I want to start a workflow(file_loader) which runs all the time
- it takes xml file as input
- for each name in the file, there should be a new independent main workflow(no relation with file_loader) associated with that name.
if a file have 10000 names, there should be 10000 independent workflows has to be created and run.
this independent workflows can have other child workflows.
Suggest me the best practices and possible solutions to make it. (edited)
- it takes xml file as input
given payload size limit (limit of input to your workflow) would consider maybe passing path to your xml file rather than file itself if you think it can exceed 2mb
for each name in the file, there should be a new independent main workflow(no relation with file_loader) associated with that name
could pass path to xml file to activity, activity would read the file and start reading rows, for each row use client api to start workflow execution. after each start your activity could heartbeat with current row num as heartbeat payload
if activity retries (activity worker restarts, you hit activity startToClose timeout) you should also in activity (at beginning) check last heartbeat details so can resume from latest heartbeat payload (row number) and not try to start all executions from beginning.

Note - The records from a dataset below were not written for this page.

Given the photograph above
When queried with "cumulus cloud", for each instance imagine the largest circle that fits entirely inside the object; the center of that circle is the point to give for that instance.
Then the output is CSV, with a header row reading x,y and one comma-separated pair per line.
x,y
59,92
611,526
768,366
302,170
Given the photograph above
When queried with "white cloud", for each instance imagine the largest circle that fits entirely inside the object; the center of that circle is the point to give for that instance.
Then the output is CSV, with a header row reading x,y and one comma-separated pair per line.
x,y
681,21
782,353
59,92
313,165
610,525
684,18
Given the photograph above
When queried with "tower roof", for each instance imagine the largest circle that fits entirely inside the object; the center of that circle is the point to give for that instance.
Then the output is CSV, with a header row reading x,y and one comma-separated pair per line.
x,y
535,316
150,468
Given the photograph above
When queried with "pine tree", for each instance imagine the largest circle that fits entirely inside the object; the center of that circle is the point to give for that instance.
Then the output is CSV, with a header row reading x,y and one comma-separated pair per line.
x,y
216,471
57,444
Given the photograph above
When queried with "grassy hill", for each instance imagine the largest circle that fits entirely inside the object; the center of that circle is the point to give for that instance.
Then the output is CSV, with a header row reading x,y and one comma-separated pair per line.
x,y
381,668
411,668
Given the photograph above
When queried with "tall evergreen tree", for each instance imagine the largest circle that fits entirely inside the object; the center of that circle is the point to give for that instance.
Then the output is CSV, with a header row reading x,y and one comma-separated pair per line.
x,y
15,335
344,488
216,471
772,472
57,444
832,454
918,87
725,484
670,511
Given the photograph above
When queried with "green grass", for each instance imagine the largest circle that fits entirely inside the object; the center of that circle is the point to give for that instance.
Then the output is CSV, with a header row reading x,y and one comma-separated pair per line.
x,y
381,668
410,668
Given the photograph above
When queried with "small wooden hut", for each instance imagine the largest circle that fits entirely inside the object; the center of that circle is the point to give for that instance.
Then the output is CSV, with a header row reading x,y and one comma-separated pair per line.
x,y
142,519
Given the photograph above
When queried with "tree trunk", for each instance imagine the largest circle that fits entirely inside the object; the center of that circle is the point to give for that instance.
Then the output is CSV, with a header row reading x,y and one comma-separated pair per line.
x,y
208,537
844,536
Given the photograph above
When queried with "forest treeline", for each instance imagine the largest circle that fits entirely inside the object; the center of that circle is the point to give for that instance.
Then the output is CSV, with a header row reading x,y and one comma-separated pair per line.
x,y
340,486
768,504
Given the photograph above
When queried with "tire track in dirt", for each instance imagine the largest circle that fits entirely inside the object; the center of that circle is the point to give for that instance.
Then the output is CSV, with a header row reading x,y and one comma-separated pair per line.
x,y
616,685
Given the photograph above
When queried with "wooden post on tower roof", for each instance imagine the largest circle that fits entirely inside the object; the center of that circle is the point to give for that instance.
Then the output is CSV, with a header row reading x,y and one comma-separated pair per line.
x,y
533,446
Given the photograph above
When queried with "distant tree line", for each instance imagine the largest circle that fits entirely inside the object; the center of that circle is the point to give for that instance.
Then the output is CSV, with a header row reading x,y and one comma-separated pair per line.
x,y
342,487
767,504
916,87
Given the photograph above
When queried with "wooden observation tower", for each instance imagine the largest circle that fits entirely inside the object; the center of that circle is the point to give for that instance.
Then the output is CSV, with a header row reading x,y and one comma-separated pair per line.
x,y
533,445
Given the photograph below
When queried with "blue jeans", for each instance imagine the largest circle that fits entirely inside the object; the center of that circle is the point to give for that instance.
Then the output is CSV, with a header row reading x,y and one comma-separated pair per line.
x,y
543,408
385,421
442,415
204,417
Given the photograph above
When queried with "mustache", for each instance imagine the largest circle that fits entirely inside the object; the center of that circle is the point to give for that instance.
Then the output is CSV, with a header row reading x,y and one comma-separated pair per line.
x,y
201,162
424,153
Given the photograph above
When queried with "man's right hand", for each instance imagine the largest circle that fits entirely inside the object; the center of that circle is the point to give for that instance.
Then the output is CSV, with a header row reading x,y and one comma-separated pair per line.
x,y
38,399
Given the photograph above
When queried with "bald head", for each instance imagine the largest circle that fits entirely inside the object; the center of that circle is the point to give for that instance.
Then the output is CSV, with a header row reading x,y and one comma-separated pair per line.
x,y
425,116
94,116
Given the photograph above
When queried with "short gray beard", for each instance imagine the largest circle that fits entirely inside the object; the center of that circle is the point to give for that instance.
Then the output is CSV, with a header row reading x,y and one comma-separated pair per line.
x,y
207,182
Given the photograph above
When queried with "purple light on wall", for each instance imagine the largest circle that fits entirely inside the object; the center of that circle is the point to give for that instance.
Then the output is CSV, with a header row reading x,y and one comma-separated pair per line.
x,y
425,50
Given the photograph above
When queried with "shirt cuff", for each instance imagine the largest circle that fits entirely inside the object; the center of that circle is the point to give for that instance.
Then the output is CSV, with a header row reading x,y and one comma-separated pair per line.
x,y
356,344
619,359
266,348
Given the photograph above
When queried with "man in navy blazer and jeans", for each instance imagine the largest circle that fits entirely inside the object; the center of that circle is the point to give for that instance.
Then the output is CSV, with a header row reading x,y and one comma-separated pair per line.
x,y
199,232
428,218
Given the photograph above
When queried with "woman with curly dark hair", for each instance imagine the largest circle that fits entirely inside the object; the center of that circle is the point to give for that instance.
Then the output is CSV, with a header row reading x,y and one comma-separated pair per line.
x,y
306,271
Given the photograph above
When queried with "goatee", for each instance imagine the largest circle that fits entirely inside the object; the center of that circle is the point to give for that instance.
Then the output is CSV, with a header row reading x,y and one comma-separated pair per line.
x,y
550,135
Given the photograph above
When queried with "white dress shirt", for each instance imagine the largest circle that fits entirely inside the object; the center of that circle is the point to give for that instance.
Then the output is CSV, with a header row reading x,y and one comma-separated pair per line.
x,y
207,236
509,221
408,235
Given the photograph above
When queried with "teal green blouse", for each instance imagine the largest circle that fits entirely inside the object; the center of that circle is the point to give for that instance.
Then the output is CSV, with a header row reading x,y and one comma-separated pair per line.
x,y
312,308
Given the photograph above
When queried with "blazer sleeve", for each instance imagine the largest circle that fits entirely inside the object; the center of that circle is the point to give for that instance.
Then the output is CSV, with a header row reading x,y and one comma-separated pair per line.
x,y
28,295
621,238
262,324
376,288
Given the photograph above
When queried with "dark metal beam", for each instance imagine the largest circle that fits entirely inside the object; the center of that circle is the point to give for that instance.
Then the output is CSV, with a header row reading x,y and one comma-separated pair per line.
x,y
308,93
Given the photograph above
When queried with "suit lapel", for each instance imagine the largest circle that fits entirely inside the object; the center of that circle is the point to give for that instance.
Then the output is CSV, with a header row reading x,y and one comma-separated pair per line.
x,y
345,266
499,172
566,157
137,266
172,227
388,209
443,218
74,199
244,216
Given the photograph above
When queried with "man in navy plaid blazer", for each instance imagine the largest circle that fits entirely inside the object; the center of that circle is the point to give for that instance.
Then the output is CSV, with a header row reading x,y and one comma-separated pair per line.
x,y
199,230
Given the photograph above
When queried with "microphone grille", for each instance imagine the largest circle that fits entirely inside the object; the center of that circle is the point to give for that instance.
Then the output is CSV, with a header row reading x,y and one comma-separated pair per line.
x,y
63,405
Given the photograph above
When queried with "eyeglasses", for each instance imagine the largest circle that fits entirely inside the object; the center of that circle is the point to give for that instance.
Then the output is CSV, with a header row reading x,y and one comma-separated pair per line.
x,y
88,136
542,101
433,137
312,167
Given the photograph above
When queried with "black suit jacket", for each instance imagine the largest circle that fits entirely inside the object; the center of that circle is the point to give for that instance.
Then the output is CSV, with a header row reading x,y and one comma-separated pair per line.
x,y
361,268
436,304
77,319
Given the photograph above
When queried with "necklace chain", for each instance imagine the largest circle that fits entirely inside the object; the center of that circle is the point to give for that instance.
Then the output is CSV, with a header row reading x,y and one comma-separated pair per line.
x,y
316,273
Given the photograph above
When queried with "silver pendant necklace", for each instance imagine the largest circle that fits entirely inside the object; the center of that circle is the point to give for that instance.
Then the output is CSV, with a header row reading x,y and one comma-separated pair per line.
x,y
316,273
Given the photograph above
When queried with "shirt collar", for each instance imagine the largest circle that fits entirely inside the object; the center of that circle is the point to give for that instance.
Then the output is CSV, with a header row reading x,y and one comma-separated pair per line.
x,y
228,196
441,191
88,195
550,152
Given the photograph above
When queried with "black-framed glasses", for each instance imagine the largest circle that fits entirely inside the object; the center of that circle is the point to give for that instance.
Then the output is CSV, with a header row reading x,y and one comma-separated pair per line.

couple things to think about for this approach
- pass client to activity when you register it with worker (dont create client in activity itself each time)
- handle client errors in activity code when you use client api to start executions
- log each start so you have record of which executions started and which ones failed (for workflow id reuse policy for example)
- depending on your service and worker setup you might need to throttle workflow starts in your activity, one idea could be to start 100 and then “sleep” for a bit before starting next 100. if your service and workers are optimized for this load then dont have to worry about this part
- detect unexpected activity retries - sdk worker metric temporal_request_failure for operation RespondActivityTaskCompleted can help. from server side you can also detect this, sample grafana query:
sum(rate(start_to_close_timeout{operation="TimerActiveTaskActivityTimeout"}[5m])) by(namespace,operation)
- check for any resource exhausted issues on service side, sample grafana query
sum(rate(service_errors_resource_exhausted{}[1m])) by (operation, resource_exhausted_cause)
Thank you for the insights and covering all the edge cases.